Film Review: The Ides of March

July 15, 2013 3:42 pm

The Ides of March shouldn’t work. It’s all been seen before: a dirty election, a two-faced politician, an idealistic assistant losing the faith, even Clooney in the director’s seat. And yet this seasoned formula as familiar as the assassination on a March afternoon more than two thousand years ago still manages to joggle one’s imagination.

Ryan Gosling opens this behind-the-scenes political thriller that gets more and more exciting with every Hollywood big-shot it introduces. Gosling plays the starry-eyed Stephen Meyers who runs the presidential primary campaign for Governor Mike Morris (George Clooney) alongside Paul Zara (Philip Seymour Hoffman). Paul Giamatti’s Tom Duffy needs to contain Meyer’s unfailing charm in order for his candidate to win. With a little push of a scoop-digging journalist Ida (Marissa Tomei), the dice is cast and the game gets dirty. Still, it’s the voluptuous exchange between Meyers and intern Molly (the brilliant Evan Rachel Wood) when the film really starts to build the excitement and the seemingly predictable relationship is the first step to Meyer’s downfall.
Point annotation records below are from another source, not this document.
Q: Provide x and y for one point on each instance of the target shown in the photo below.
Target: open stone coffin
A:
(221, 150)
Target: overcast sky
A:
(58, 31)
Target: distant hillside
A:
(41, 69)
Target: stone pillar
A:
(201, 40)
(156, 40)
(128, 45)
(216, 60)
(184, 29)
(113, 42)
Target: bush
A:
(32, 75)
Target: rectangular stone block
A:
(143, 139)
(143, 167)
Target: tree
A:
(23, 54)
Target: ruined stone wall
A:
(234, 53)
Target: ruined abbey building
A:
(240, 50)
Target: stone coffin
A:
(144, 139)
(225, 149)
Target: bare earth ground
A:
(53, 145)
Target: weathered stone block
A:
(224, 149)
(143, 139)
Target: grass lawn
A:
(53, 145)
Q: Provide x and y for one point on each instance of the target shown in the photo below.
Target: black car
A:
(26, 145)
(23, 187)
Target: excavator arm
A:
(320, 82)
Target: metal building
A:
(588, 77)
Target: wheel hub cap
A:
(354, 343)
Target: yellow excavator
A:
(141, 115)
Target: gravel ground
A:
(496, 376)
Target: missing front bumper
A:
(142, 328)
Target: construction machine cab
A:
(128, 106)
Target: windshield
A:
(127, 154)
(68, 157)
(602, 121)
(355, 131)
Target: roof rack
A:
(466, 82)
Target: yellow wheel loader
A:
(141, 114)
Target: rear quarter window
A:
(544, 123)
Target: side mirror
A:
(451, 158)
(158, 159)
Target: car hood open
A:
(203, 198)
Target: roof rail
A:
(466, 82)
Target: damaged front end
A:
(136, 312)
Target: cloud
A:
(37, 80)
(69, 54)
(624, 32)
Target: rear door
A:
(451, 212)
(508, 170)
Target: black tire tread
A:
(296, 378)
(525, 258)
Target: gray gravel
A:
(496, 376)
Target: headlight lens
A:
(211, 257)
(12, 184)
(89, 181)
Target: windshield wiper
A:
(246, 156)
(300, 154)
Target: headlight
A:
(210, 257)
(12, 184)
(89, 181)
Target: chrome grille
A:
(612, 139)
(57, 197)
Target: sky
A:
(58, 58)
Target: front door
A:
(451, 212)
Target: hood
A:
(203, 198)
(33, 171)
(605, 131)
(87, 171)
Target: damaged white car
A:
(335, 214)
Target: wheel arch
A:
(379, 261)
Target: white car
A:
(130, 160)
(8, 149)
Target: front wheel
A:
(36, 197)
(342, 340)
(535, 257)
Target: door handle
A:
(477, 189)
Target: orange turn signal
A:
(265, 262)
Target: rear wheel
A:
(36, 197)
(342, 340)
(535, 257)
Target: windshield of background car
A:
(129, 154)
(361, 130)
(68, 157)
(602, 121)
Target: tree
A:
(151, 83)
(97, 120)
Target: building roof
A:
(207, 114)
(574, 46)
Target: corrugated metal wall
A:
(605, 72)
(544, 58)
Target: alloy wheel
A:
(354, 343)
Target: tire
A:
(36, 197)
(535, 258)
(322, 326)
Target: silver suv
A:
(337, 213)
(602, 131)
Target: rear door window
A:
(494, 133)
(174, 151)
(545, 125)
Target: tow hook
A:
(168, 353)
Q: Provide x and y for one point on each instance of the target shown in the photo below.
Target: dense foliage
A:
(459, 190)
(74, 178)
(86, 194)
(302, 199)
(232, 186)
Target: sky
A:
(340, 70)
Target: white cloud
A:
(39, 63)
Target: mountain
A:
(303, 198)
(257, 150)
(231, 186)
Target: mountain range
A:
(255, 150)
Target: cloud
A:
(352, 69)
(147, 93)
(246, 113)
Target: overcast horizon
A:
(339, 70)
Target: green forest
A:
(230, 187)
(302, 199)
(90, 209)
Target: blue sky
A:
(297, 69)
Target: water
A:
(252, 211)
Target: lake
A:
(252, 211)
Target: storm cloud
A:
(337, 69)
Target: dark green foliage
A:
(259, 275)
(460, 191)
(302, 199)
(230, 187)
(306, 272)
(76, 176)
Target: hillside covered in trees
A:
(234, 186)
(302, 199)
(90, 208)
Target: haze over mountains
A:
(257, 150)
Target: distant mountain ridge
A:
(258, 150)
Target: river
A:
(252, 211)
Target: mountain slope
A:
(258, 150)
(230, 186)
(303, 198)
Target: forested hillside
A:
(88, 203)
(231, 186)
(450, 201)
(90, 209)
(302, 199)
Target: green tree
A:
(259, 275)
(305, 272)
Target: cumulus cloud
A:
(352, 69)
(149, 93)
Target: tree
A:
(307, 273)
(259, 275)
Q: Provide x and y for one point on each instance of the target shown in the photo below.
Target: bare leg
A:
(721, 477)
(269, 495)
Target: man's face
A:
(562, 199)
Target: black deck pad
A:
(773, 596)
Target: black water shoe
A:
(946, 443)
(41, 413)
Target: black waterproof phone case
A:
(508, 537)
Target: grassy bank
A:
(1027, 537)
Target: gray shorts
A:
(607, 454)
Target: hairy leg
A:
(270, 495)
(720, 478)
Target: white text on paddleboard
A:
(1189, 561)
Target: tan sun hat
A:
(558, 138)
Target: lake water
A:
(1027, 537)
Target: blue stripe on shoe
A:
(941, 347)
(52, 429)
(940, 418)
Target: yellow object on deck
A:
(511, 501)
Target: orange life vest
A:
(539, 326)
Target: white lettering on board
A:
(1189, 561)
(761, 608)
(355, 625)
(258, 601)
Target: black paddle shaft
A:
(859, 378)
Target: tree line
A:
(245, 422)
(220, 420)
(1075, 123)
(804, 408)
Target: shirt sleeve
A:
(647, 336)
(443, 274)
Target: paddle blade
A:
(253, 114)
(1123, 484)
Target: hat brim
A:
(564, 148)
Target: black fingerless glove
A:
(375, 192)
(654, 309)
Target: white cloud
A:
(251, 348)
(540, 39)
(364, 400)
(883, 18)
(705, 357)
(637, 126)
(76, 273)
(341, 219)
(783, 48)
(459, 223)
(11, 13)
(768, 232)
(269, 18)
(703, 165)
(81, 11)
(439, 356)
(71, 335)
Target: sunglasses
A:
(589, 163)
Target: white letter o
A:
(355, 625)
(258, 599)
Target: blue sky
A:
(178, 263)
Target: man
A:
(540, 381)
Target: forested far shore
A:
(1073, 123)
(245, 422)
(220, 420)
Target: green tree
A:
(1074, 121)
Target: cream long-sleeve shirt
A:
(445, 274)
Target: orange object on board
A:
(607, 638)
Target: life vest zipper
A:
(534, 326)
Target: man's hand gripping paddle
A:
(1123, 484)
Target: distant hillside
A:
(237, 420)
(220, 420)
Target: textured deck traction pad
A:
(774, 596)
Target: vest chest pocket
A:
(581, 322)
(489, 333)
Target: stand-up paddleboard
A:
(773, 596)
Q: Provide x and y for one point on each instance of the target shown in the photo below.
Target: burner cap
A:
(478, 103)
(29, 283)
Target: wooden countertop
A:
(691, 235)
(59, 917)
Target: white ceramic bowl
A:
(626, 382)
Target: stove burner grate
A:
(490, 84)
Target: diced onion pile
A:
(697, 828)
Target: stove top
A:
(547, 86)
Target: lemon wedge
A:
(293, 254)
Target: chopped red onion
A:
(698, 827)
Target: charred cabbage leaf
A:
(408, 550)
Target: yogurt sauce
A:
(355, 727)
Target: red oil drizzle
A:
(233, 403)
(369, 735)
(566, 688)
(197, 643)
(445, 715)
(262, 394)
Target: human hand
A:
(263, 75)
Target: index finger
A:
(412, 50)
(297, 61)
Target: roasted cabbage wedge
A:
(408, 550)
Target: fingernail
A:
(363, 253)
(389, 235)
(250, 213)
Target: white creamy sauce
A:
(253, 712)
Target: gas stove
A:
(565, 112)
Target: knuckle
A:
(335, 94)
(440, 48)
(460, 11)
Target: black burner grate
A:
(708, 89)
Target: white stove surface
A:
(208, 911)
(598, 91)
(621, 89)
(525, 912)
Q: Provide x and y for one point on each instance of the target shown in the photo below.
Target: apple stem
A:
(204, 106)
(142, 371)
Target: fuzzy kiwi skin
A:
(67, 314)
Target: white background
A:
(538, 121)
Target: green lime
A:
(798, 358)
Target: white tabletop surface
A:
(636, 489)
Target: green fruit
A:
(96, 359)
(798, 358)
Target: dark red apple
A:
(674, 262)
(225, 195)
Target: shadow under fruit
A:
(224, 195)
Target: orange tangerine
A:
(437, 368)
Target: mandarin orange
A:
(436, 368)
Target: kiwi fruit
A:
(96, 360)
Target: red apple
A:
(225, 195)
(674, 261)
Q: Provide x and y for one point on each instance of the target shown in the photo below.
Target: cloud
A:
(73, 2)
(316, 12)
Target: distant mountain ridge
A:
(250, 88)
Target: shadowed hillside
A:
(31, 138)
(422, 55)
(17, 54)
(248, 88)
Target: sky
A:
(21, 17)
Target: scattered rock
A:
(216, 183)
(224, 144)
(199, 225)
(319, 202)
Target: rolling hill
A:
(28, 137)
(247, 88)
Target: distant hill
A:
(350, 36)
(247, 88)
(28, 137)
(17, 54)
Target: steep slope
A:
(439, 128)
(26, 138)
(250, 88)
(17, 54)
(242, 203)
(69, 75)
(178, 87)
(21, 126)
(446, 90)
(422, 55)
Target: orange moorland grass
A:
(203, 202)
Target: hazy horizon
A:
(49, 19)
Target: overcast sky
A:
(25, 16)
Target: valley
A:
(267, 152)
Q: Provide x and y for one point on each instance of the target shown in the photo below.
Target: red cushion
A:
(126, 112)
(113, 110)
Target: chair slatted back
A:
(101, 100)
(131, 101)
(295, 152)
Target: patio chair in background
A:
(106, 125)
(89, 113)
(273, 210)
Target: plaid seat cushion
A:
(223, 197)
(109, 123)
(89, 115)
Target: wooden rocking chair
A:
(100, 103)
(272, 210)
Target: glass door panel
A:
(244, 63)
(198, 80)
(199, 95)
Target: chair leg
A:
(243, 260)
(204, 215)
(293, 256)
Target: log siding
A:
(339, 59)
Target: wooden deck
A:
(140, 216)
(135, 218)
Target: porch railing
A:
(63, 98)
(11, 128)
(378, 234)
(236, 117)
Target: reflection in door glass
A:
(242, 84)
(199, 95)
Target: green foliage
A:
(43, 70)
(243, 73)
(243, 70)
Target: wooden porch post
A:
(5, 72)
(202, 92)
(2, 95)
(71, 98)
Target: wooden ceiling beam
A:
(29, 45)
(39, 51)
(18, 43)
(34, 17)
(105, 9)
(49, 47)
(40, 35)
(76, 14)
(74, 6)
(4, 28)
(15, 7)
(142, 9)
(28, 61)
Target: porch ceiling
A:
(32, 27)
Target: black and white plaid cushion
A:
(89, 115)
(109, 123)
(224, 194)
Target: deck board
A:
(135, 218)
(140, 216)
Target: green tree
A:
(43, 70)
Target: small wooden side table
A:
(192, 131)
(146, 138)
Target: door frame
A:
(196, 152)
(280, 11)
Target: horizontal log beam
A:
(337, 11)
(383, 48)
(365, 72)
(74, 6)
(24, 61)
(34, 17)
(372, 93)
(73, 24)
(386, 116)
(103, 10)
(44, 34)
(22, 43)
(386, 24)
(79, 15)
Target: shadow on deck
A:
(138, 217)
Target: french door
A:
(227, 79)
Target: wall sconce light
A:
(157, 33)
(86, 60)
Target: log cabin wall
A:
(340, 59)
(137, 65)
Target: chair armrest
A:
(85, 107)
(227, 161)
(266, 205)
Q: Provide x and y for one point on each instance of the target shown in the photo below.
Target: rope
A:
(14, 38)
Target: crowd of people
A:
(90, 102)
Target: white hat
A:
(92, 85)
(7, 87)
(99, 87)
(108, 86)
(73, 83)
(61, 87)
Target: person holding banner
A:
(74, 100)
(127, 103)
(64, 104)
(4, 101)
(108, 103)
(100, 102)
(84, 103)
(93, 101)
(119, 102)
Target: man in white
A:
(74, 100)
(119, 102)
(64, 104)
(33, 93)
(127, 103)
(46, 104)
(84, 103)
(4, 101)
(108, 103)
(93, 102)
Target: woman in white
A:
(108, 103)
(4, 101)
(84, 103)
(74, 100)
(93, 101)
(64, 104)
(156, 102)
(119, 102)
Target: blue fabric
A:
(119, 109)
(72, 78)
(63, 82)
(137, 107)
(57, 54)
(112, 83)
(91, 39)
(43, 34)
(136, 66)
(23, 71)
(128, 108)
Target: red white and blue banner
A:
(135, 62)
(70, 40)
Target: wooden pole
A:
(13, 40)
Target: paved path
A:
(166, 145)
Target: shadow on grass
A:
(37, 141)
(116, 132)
The tense atmosphere builds slowly and soundly with such weighed precision that you don’t notice the shaky reasons it develops on. By the time Ides lays its flabby cards on the table you’re already hooked on the compelling characters and immersed in a familiar structure that will keep your eyes glued to the screen. It won’t be until the credits have long since rolled that you’ll ask yourself if the transgressions that held careers by the thread were as big as they were presented.

The film’s biggest transgression is its anti-climactic ending, since the build up was leading towards a train wreck of levelling proportion and delivered a quiet transition of power instead. But even that can be explained by the fact that those involved in politics are particularly adept in stopping sh*t from hitting the fan.

The Ides of March are not yet ready to take their place as a heavyweight in the political thriller genre, but they might mature over time to illustrate the political scene of our time. Not to mention the transference of Clooney’s Hollywood icon status upon Gosling’s and Wood’s rising stars.